D-4 SSWer活用事業に関連する人材の配置
■目的
SSWer活用事業に関連する人材を必要各所に配置することによって、SSWer活用事業がスムーズに展開し、SSWerに対する要望や活用が高まるようにする。
■具体的実施内容
学校にSSWerの担当者を置く。教育委員会にSSWer要請連絡の窓口となる担当者を置き、学校とSSWerとのパイプ役とする。教育委員会にSSWer活用事業の苦情受付担当者を置き、迅速に責任を以て解決に臨む。SSWerをサポートするような動きをする人材を配置する(SSWerサポーターなど)。
E. SSWerの資質の向上と維持
E-1 SV体制の構築
■目的
SVerがSSWerのサポートを行うSV体制を構築することによって、SSWerの資質の向上・維持を図る。
■具体的実施内容
SSWerの初任時または年度始めにSVerが共に学校に入って、どう動くか具体的に助言する。SVerが校内研修などの研修に関して実地に指導したり、ケース会議や困難な場面に同行したりする。初任時は必ず、期間を決めて個別SVを実施し、個別の資質向上をはかる。
E-2 連絡会の構築
■目的
定期的・継続的な連絡会を効果的に開催することによって、SSWerの活用がより効果的に行われるようにする。
■具体的実施内容
SVerを入れて連絡会を開催し、SVerの助言・指導を受けたり、連絡会で情報交換を行うことでSSWerがうまく機能するように働きかけ、子どもや教員にとってSSWが有効であることを学校に伝える。また、連絡会においてSSWerの課題やSSWer活用事業の課題をキャッチする。
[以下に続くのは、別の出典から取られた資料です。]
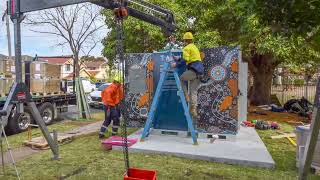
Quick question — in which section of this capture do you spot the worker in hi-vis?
[99,78,123,139]
[171,32,204,120]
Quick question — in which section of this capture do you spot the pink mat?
[101,136,138,147]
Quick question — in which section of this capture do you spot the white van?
[67,79,96,93]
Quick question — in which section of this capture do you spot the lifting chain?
[114,2,130,173]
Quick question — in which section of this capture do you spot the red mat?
[101,136,138,147]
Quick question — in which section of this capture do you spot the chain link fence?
[271,75,317,105]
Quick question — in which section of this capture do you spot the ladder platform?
[140,51,198,145]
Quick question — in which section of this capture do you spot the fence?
[271,84,316,104]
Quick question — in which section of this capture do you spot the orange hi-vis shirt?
[101,83,123,106]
都道府県教育委員会においては、SSWerを活用している市町村教育委員会担当者を連絡会のメンバーとする。さらに、市町村教育委員会担当者とSSWerが話し合える場を設定する。
市町村教育委員会においては、年に何度か、SSWerを活用している学校(管理職・SSWer担当教員など)を連絡会に招集する。
E-3 研修会・勉強会の開催
■目的
定期的な研修会や勉強会を行うことによって、SSWerの資質の向上およびSSWer活用事業以外の事業や他職種の専門性の理解を図り、他職種との連携をよりよくする。
■具体的実施内容
採用時に初任者研修、定期的に現任者研修を行う。研修の内容は、地域の課題分析と情報収集の結果を踏まえた体系的なものとする。SSWerと、活用した他事業のメンバーとの定期的な研修・会議の場を設定する。「スクールソーシャルワーカーの自己チェックリスト」を配布し、研修などで活用する。
E-4 相談援助活動のデータベース化
■目的
SSWerの活動を把握し、活動に責任を持つ。SSWer、教育委員会担当者とともに記録やケース記録、他機関との連携状況などをデータベース化することによって、SSWerの活動把握だけでなく、実践の目標・プランなどを明らかにするとともに、実践の振り返りに活用し、SSWerの資質の向上・維持を図る。
■具体的実施内容
日報、月報、ケース台帳、ケース記録、ケースカンファレンス・シート、引き継ぎ、関係機関送致データなどを作成・活用・蓄積する。
E-5 SSWer勤務環境の整備
■目的
SSWerが活動しやすい勤務状況を整えることによって、勤務意欲や資質の向上・維持を図り、よりよく機能していくようにする。
■具体的実施内容
教育委員会や配置校に固定された席を置き、名刺、携帯電話の支給など、SSWerの活動を理解した環境整備を行う。社会保障など、当初より待遇を改善する取り組みを行っている。SSWerの記録を保管する場所を確保し、記録をつける時間を保障する。SSWer同士がサポートを行える場を提供する。
F. 事業・実践の評価
F-1 SSWer活用事業の評価
■目的
事業の実践評価を行うことによって、事業の定着、拡充につなげる。
■具体的実施内容
子どものさまざまな課題(いじめ、虐待、暴力行為、不登校など)、学校や教員のさまざまな課題(学級崩壊、校内体制づくりなど)に対するSSWの効果を評価する。SSWer活用事業を適正に評価し、公開する(議会、研修、さまざまな会議など)。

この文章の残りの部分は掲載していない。